The trust, which provides community and mental health services across Leicestershire for people of all ages, had its hospital wards and community-based mental health services inspected by a team of specialists last November.
Inspectors found LPT to be ‘good’ for caring but identified far more problems at the trust, rating it as ‘requires improvement’ for being safe, effective, responsive and well-led.
The CQC’s deputy chief inspector of hospitals and mental health lead, Dr Paul Lelliott, said: “While progress had been made since our last inspection in 2015, the trust had not done enough to ensure it was providing services that were fully safe, effective and responsive.
“The trust leadership is aware of what it needs to do to bring about improvement in the areas identified. We will continue to monitor the trust and our inspectors will return at a later date to check on what progress has been made.”
During its inspection the CQC identified particular safety concerns regarding the risks of ligature points and poor lines of sight, a lack of essential emergency equipment and the trust’s lack of full compliance with same sex accommodation, informing the trust it must also improve its record keeping and medicines management.
Inspectors also found that patients’ dignity and privacy was not adequately protected with too few patients involved in their care planning and low staffing levels, especially specialists, leaving the child and adolescent mental health community team’s caseloads above the national recommended level.
However, the CQC praised the trust’s areas of good practice such as its triage care, and two innovative apps which helped younger people who have developed dementia and those with other mental health issues.

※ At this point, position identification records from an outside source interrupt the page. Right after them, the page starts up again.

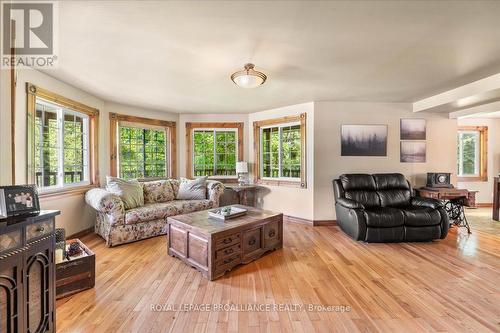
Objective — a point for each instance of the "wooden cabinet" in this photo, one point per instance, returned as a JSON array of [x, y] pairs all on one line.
[[215, 247], [27, 274]]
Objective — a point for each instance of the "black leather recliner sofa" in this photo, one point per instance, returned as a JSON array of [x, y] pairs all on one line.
[[380, 208]]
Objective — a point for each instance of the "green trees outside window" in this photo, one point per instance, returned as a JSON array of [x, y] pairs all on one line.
[[468, 154], [61, 146], [142, 152], [281, 151], [214, 152]]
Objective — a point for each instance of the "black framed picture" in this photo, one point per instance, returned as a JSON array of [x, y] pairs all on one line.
[[413, 129], [363, 140], [18, 200]]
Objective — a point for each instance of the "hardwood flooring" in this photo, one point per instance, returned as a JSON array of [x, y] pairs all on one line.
[[452, 285]]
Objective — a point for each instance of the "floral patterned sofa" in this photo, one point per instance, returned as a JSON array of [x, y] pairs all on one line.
[[119, 226]]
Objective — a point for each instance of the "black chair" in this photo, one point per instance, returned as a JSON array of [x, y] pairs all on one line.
[[381, 208]]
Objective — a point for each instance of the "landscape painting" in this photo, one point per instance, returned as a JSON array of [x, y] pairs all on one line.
[[413, 151], [364, 140], [413, 129]]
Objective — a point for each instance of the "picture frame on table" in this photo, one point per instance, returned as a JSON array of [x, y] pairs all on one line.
[[17, 200]]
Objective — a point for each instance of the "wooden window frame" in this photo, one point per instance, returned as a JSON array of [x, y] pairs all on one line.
[[170, 127], [257, 125], [34, 92], [483, 152], [190, 127]]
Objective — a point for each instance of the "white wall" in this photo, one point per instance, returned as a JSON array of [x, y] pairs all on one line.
[[204, 118], [5, 142], [291, 201], [328, 164], [485, 188]]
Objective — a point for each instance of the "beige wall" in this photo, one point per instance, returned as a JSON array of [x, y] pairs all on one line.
[[323, 147], [291, 201], [485, 194], [329, 116], [181, 130], [5, 165]]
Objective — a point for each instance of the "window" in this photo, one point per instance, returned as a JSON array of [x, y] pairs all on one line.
[[215, 152], [472, 154], [213, 149], [61, 142], [280, 152], [142, 148]]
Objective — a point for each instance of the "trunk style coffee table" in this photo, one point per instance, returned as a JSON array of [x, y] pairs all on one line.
[[214, 246]]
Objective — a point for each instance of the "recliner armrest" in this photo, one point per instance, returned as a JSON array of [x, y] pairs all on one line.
[[426, 202], [349, 203]]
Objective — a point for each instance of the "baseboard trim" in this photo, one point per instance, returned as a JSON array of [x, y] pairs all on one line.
[[82, 233], [314, 223]]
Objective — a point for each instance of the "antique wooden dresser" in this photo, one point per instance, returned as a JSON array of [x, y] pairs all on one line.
[[27, 273]]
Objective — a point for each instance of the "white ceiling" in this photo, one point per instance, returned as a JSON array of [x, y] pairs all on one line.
[[178, 56]]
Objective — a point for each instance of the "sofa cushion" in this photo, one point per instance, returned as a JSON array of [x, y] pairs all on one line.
[[156, 211], [366, 198], [384, 217], [357, 181], [195, 189], [158, 191], [393, 189], [130, 191], [421, 216]]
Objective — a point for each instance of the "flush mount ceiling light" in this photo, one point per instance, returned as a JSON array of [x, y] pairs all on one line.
[[248, 78]]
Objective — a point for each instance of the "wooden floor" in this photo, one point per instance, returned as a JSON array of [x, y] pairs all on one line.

Dr Peter Miller, chief executive of LPT, called the CQC inspection “a point in time along [the trust’s] improvement journey”, saying that it had not highlighted anything the trust is not already actively addressing or has not planned to address, although many of the changes will take longer to embed.
“Despite our challenges, I am confident about the journey we are on, proud of our achievements so far, and committed to providing the best services for patients and their families,” Dr Miller said.
Jeffrey Worrall, NHS Improvement delivery and improvement director, recognised that there has been improvement at LPT since its last inspection, particularly regarding its safety protocols, and said that its staff work hard to deliver a “high-quality and caring” service.
“We will support the trust as they continually improve across all areas identified, and monitor delivery of their quality improvement action plan and efforts to improve the patient experience,” Worrell concluded.